Recently, while reading Randall Stephens’ excellent new book, The Fire Spreads: Holiness and Pentecostalism in the American South (review here), I came across the following passage, which naturally intrigued me.
On more than one occasion, early holiness evangelists contended with local antagonists who mistook the new sect for Mormonism, an even greater bête noire of southern orthodoxy [than charismatic groups like holiness Christians]. 
Intrigued, I checked out the footnote Stephens referenced for the information, and after discovering that BYU’s library didn’t have a copy, I ordered via interlibrary loan a 1944 publication penned by southern holiness preacher Dennis Rogers called Holiness Pioneering in the Southland. Rev. Rogers’ book contained the following anecdote from the late 1870s or early 1880s.
A rather amusing incident took place . . . after the close of a Sunday afternoon service. . . . At the close of this meeting according to pre-arrangement, Brother Biggs came with his wagon and team and took our equipment to Weston, where we had arranged for a meeting. When we arrived, he went up town for help to raise the tent. He soon came back with quite a number of men and boys with hoes and pitchforks to clear off the ground. After a time, some one asked, “Where are the preachers?” We said, “We are the preachers.” They looked as though they thought, “If you are the preachers, there is a poor chance for a meeting.” Later some one else asked, “Is this all of you?” We said, “Yes.” He said, “We heard that there were ten wagons and fifty women coming.” (Mormons, you know.)
By Saturday evening, we were ready for the first service. A good crowd came. . . . During this meeting, a man who had been somewhat of a desperate character, but yet a respectable citizen, came to town one night. He saw at a distance the tent lighted up. He asked some friends, “What is that tent doing here?” They said, “O, that is the tent of some Mormons who are holding a meeting.” He said, “Why do you let Mormons hold a meeting in the town?” They said, “We have no one to lead us against them.” He said, “I’ll take the lead,” but they would not go with him. So he said, “I’ll go alone.” He came down to the tent and went around the back, looking for signs of Mormonism, but found nothing. Then he stepped in under the back curtain and took a seat. I was preaching on sin and deliverance from it. He said, “That isn’t Mormon doctrine.” I waxed hotter and hotter. He thought, “That is my idea of Christianity. It will take that kind of a gospel to save a wicked sinner like me.” He went back to town and said to his friends, “Those people are not Mormons. You ought to go down and have them pray for you.” 

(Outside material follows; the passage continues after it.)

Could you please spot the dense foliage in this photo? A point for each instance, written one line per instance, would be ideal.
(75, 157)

There is a lot to unpack in this short passage. From the stereotypical jab at Mormon polygamy (ten wagons and fifty women) to the assertion that “preaching on sin and deliverance from it” “isn’t Mormon doctrine,” it’s unsurprisingly clear that these southerners did not think much of Mormons or Mormonism. But there is also more subtle aspects that intrigue me. Just what were the “signs of Mormonism” the curious individual individual hoped to find outside the tent? The wagons and plural wives? Or something else? Why did the other men refuse to go with the man to confront the Mormon meeting? Why were holiness Christians mistaken for Mormons? Was it the preaching of spiritual gifts and the charismatic nature of their gatherings? Perhaps the lower-class status stereotypes that characterized devotees of each religion in public perceptions?

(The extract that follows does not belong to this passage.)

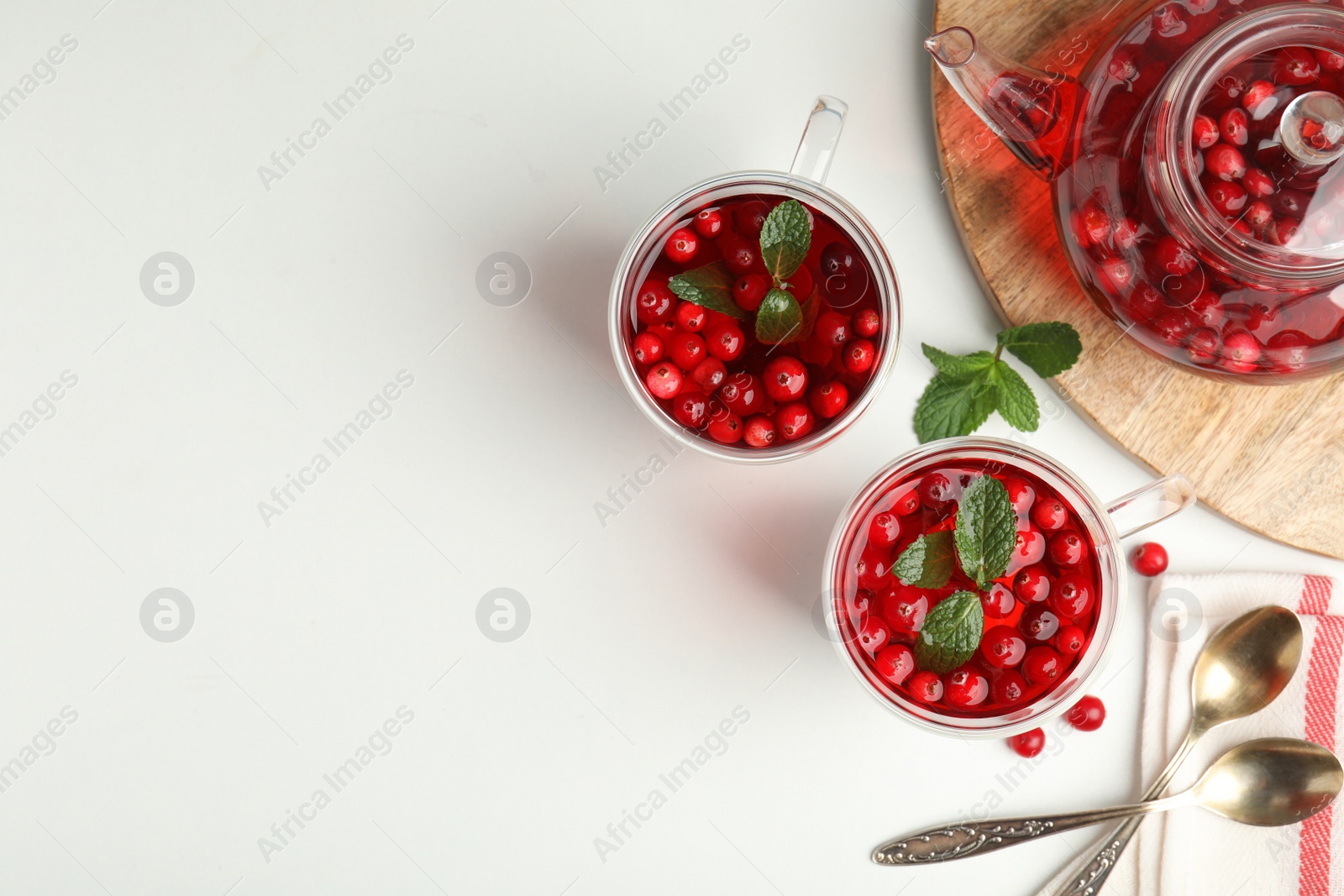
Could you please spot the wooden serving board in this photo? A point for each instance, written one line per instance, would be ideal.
(1269, 457)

Finally, this brief excursion from my current studies and research into the religious world of the postbellum South raises larger questions in the field of Mormon history. Why has there not been more work done on the Latter-day Saint experience in the South? Patrick Mason’s dissertation, “Sinners in the Hands of an Angry Mob: Violence Against Religious Outsiders in the United States South, 1865-1910,” is an excellent start, but the field remains largely wide open. Aside from Mason’s work and a couple of BYU MA theses on the Southern States mission, there is virtually no scholarly literature on the subject. A brief search of BYU’s library catalog yields various primary sources, including many missionary journals and a few interviews and articles from southern newspapers. Any ideas on why there hasn’t been more done? What do you think studies of Mormonism in the American South could contribute to our understanding of the Mormon experience?
 Randall J. Stephens, The Fire Spreads: Holiness and Pentecostalism in the American South (Cambridge, Massachusetts: Harvard University Press, 2008), 49-50.
 Dennis Rogers, Holiness Pioneering in the Southland (Hemet, CA: Published by the Author, 1944), 16-18.